Nun wird es nicht jedem aufgefallen
sein, daß er weg war: Wachte man nicht jeden Morgen auf mit einer
Melodie im Kopf und den zugehörigen Worten, spie nicht das Radio
Celine um Alanis aus, deutschen Hip-Hop, deutschen Schlager, manchmal
sogar guten Pop? Doch plumper Positivismus hilft da nicht weiter:
Rover steckt in der Krise, auch wenn man hie und da welche auf der
Straße sieht.
Nein, die Popmusik hat sich jetzt
einige Jahre lang ihre postmoderne Pause genommen und das Schreiben,
das Spielen, das Singen von Songs ein paar Eigenbrötlern überlassen,
ein paar Schlagerfuzzis und ein paar Trantüten. Wer tatsächlich
am eigentlichen Turmbau beteiligt war, hielt die Klappe. Reden,
Singen, einen Inhalt transportieren war wie Kindersex im Internet:
alltäglich zwar, aber unsagbar widerlich, peinlich, proletenhaft.
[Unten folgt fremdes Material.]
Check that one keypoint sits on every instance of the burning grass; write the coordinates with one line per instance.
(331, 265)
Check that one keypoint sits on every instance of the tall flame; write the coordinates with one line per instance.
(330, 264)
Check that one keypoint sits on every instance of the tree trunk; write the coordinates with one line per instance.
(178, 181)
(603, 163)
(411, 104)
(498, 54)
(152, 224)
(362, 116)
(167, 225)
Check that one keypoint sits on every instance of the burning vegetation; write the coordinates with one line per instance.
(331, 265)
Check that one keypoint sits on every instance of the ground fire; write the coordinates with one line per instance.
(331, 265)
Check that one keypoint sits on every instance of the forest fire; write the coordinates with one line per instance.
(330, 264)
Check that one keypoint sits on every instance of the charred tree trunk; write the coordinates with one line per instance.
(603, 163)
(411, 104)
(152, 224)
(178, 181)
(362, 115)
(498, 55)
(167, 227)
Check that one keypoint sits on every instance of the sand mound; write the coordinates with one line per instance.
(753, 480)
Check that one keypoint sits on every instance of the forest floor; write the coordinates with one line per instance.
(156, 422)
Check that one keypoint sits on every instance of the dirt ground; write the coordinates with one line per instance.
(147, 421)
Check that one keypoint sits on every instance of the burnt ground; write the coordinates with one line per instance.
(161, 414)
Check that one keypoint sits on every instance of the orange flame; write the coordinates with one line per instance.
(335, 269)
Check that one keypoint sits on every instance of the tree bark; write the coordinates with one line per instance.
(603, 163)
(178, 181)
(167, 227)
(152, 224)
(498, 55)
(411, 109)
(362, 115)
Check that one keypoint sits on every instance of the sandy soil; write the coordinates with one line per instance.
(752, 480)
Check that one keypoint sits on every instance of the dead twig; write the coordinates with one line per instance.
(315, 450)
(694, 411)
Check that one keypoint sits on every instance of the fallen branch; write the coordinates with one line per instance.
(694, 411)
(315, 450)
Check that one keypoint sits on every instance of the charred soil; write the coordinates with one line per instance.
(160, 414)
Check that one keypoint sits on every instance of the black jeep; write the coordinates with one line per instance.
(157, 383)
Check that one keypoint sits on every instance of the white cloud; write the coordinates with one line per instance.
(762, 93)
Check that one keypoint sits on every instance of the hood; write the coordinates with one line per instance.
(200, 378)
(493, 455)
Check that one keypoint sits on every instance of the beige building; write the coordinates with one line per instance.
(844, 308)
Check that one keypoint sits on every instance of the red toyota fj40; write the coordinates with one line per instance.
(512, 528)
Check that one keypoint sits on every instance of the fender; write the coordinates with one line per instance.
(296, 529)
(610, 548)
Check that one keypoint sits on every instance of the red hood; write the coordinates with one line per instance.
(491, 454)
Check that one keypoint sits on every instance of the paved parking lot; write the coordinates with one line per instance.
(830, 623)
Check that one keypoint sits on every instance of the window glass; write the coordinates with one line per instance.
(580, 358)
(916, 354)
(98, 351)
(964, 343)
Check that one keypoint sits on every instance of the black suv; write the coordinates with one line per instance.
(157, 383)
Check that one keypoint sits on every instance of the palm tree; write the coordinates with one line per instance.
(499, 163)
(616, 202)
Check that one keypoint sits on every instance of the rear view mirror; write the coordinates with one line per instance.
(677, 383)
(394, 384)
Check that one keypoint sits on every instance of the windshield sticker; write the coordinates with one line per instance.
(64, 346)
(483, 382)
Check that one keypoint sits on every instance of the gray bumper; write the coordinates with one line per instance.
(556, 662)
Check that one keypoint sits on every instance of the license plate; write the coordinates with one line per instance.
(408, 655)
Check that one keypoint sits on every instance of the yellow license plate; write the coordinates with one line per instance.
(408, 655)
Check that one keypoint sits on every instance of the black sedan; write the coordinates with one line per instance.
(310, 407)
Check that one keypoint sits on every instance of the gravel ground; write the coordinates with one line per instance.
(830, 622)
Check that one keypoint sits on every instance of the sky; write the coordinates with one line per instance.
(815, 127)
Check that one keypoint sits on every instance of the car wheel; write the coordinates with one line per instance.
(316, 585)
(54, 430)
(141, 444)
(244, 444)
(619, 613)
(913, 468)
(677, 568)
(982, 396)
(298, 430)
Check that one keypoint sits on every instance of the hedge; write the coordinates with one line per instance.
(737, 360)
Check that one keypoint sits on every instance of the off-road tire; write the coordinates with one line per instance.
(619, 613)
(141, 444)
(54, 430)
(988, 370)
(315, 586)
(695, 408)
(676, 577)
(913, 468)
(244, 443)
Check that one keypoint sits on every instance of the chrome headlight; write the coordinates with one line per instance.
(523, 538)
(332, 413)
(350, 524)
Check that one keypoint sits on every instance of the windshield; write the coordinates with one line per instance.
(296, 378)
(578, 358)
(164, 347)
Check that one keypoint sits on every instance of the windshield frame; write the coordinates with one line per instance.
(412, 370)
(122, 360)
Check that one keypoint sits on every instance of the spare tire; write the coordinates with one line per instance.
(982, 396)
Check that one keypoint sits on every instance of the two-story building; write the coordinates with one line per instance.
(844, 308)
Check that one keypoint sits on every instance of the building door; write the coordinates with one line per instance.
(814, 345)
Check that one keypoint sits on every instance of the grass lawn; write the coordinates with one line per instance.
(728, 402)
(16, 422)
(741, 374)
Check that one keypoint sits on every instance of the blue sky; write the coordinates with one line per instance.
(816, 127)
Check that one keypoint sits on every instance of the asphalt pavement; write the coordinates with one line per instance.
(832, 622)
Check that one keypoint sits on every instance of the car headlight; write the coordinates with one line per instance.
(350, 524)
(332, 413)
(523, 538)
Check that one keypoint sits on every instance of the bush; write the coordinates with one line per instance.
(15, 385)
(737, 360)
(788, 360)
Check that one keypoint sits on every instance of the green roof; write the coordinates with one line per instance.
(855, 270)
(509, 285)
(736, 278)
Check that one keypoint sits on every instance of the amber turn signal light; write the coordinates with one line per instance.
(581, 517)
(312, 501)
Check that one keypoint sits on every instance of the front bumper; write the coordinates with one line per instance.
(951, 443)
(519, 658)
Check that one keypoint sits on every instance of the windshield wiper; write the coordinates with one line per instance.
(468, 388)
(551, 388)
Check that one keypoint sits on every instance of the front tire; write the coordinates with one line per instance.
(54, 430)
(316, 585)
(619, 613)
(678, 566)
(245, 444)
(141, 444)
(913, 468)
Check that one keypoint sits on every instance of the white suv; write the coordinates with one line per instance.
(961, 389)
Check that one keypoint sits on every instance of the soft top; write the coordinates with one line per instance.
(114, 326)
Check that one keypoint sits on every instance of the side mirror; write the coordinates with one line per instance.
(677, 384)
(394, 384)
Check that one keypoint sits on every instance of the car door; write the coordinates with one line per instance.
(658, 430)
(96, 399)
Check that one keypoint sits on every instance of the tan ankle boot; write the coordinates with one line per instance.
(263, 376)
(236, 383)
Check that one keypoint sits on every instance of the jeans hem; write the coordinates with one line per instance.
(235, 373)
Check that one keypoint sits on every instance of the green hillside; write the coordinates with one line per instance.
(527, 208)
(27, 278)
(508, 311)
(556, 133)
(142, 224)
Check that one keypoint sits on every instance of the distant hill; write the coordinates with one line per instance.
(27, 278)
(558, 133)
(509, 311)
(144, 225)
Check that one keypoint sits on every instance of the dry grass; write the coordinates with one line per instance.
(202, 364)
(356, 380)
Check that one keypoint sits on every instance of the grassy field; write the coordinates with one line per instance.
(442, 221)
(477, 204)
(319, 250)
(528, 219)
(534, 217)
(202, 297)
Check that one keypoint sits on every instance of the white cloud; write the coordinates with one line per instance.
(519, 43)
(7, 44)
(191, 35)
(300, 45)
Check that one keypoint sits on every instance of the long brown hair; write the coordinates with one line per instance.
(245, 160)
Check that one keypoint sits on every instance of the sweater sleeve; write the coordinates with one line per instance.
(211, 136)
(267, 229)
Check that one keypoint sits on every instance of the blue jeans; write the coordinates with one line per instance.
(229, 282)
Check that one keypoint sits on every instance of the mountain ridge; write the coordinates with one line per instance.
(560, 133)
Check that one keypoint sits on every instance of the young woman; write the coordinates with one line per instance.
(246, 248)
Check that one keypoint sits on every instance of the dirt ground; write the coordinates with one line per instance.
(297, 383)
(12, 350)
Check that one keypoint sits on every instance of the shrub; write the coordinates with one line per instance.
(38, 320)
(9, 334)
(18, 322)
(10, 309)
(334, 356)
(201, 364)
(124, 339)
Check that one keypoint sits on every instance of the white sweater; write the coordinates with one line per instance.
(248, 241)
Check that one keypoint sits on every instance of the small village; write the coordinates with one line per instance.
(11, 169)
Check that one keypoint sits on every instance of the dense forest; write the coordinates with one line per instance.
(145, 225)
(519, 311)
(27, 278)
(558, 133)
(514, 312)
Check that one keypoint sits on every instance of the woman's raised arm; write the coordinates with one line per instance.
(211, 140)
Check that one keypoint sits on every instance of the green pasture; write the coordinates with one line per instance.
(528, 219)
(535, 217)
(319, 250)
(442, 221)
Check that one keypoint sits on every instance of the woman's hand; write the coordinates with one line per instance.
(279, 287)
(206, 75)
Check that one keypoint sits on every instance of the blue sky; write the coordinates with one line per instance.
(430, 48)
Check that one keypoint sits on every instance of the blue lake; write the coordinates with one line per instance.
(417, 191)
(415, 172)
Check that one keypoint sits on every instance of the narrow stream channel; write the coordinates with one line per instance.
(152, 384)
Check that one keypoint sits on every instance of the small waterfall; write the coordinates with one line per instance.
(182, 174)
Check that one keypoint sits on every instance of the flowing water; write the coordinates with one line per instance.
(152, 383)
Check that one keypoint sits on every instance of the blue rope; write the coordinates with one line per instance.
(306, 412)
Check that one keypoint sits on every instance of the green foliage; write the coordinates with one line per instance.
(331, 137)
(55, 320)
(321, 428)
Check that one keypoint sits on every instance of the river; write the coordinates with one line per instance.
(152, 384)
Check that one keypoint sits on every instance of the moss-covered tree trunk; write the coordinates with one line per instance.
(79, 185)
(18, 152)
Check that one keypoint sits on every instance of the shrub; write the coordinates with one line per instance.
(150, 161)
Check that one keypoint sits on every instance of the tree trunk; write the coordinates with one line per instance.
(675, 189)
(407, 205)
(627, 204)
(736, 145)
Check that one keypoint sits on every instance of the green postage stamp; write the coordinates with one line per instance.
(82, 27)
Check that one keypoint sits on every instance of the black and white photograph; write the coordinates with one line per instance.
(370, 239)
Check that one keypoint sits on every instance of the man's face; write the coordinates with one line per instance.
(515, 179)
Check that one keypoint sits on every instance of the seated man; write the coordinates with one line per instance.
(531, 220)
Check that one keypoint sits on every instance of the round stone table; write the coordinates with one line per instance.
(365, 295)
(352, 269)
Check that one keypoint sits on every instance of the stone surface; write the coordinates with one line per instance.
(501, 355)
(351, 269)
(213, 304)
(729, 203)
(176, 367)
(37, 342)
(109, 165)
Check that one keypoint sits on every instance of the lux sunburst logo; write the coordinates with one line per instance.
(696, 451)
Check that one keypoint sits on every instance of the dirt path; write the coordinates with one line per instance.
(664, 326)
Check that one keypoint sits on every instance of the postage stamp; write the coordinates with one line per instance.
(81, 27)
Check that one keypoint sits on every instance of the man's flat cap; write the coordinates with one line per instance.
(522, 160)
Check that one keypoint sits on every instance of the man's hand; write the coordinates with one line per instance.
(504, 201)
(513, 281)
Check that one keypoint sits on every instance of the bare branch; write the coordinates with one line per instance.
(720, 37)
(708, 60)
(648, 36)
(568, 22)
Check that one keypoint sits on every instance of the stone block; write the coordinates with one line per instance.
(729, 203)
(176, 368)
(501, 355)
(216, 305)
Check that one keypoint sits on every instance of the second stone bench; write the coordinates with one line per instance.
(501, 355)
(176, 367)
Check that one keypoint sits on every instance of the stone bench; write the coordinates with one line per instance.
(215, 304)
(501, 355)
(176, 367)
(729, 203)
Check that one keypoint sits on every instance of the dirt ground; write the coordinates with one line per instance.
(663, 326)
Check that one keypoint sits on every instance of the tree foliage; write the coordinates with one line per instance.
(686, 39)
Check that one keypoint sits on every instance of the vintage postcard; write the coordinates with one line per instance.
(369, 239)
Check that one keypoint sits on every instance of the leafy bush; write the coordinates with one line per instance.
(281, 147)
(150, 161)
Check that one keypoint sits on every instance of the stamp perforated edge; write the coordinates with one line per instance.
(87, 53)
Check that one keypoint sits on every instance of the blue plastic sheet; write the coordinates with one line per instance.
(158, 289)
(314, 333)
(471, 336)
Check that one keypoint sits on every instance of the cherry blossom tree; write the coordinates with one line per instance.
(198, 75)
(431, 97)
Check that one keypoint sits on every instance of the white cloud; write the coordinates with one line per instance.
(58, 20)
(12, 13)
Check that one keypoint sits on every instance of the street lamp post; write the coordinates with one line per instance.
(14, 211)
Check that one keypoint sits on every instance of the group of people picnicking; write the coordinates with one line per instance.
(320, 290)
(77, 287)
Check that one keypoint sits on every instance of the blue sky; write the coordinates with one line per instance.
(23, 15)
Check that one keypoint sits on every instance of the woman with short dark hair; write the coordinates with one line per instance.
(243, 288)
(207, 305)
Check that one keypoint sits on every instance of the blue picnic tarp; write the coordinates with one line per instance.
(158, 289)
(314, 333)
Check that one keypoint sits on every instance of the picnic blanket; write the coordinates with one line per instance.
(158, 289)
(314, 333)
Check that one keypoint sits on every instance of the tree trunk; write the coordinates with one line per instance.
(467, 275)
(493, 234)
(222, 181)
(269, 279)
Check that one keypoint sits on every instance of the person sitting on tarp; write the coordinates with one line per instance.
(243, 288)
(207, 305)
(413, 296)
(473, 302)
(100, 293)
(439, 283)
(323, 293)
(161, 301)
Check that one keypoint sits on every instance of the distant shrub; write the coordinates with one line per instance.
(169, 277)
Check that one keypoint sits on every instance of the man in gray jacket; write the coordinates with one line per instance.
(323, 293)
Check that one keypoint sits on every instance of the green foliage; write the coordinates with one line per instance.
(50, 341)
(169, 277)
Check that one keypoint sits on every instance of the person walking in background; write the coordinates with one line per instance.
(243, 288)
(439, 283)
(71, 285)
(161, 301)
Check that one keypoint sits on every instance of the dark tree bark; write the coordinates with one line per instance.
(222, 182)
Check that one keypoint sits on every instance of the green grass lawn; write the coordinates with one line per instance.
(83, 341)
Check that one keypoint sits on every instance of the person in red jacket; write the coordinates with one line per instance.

Wie Schutzschilde vor zu viel Unmittelbarkeit wurden die Lautstärke
und die Sprachlosigkeit hochgefahren, um einer Desinvoltura zu frönen,
die jene angeblich so kalten 80er Jahre aussehen ließ wie eine Wärmestube
der Heilsarmee. Nein, es muß niemand wundern, wenn durch diese Praxis
der Popmusik ein Teil der nachwachsenden Generation verlorenging,
die sich woanders um Inhalte bemühte.
Selbstverständlich ist in all den
Jahren großartige Pop-Musik entstanden, die monochromen Sound-Stelen
der Techno-Musik, die abstrakten Beats im Hip-Hop, die Raserei von
Drum'n'Bass, aber die Avantgarden bedienten eine Weile zu stark
den vitalistischen Aspekt der Popmusik, das Aufflammen, Verbrennen
und Vergehen auf einer ewigen Party namens Leben. Diese Tänzer brauchten
ihr Gehirn lediglich noch als Organ, das auf Drogen reagieren kann.